Pouco antes das 6h, o delegado Ramon Teixeira estava a postos para colher o depoimento da acusada, que responde ao crime em liberdade após pagamento de fiança no valor de R$ 20 mil.
De acordo com nota da Polícia Civil de Pernambuco, divulgada no final da manhã, o horário pouco comum de abertura da delegacia se deu após pedido dos advogados de Sarí. “Os advogados da acusada apresentaram requerimento ao Delegado que preside o Inquérito Policial solicitando a realização do depoimento em horário mais cedo que o de início do expediente da unidade policial. Considerando os argumentos relativos à possibilidade de aglomeração de pessoas e o risco de agressão à depoente por parte de populares, o delegado deferiu o requerimento”.
Para o presidente da Comissão de Direitos Humanos da Ordem dos Advogados do Brasil (OAB) houve favorecimento à acusada no momento em que o delegado acata pedido dos advogados para ouvida acontecer antes do horário de funcionamento da delegacia.
“A OAB foi habilitada para companhar o processo, isso significa que a ouvida de hoje deveria ter sido comunicada uma vez que estamos recebendo todo material processual. Até agora, o delegado Ramón Teixeira vinha mantendo uma transparência em relação ao processo, mas na minha opinião ele deu um tiro no pé ao favorecer a investigada. Foi errado.
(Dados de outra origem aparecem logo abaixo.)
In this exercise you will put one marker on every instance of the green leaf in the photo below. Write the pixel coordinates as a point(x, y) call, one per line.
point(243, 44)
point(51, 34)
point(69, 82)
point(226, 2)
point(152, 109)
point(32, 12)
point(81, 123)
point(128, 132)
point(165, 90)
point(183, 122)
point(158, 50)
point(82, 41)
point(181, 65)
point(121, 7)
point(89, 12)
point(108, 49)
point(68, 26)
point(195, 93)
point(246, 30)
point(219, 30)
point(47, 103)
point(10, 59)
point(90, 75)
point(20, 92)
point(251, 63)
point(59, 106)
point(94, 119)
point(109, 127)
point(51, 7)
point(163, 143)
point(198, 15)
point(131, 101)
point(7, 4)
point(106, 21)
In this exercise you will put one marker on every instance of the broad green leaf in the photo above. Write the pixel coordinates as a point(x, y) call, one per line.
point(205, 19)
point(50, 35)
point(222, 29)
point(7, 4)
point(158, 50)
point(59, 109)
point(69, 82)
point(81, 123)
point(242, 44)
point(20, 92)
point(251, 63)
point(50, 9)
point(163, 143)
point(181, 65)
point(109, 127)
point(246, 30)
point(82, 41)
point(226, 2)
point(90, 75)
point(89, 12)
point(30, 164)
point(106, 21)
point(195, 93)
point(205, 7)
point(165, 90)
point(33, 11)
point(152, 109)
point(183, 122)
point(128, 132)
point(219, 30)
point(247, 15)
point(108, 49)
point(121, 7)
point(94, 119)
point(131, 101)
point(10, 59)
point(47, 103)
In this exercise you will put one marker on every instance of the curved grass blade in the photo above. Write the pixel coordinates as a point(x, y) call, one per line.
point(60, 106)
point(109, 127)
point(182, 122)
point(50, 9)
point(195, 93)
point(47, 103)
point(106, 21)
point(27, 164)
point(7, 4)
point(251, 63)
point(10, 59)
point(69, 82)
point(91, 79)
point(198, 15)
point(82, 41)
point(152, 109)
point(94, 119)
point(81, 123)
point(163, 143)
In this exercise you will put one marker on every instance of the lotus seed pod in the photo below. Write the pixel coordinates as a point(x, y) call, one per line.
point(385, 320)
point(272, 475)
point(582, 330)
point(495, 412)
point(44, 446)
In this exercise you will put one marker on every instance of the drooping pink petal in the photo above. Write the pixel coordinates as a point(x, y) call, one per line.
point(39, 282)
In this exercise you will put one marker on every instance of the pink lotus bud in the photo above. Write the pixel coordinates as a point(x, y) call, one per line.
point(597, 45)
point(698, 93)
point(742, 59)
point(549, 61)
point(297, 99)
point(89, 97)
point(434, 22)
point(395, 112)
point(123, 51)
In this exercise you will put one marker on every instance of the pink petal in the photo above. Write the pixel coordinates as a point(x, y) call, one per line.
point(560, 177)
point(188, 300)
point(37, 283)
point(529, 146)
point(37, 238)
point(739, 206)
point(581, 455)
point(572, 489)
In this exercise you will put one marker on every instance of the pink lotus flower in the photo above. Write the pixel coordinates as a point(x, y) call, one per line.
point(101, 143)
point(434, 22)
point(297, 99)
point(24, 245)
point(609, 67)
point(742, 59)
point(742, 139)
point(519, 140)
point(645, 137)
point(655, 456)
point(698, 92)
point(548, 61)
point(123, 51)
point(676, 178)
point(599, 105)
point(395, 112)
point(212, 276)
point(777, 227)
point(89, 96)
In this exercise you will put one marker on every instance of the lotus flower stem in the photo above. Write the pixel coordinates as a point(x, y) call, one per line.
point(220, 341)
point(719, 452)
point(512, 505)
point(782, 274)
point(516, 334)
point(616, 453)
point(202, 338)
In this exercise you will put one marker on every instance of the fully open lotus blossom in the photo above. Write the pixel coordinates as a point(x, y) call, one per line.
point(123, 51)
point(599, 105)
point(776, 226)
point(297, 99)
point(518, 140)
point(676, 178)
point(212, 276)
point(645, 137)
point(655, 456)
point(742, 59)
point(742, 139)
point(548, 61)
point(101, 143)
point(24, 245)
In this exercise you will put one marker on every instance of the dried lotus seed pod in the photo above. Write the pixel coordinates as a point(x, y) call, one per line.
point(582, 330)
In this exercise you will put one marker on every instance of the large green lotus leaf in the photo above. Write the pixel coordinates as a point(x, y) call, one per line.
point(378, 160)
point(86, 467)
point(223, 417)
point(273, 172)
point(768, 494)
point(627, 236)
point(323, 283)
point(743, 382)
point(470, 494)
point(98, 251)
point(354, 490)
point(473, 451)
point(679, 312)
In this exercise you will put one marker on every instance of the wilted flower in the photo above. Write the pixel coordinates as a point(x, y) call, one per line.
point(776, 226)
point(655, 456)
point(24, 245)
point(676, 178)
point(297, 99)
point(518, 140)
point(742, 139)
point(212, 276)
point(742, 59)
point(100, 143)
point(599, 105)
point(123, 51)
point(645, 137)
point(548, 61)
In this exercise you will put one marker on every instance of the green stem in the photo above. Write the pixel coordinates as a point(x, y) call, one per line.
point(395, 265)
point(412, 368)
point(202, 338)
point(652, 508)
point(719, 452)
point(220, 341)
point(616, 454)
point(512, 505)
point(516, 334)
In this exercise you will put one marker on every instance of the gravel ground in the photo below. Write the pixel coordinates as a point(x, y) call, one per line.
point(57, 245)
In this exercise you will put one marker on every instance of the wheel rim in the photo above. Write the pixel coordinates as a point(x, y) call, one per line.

O que a população espera de um trabalho desse é que seja claro, que seja feito o papel da justiça e ao tomar uma atitude pouco convencional, porque nós não temos conhecimento de ouvidas nesse horário, ele levanta suspeita. Esse não é um caso simples, ele tomou proporções internacionais e precisa ser transparente e justo. Foi um tiro no próprio pé, pôs em xeque a própria carreira”, explica Cláudio Ferreira.
Quanto à fiança, questionada pela sociedade, Cláudio explica estar dentro da lei, um vez que os valores são atribuídos de acordo com o caso e poder aquisitivo do acusado, e considera que o fato de Sarí Corte Real ter se apresentado em menos de 24h, tempo necessário para prisões em flagrante, contou positivamente. Caso o delegado Ramón Teixeira tivesse compreendido que foi abandono de menor incapaz seguido de morte não caberia fiança. “Como é uma interpretação da lei ela foi autuada por homicídio culposo, o que a beneficia num primeiro momento, mas não significa que não pode mudar ao fim do processo”, explica Ferreira.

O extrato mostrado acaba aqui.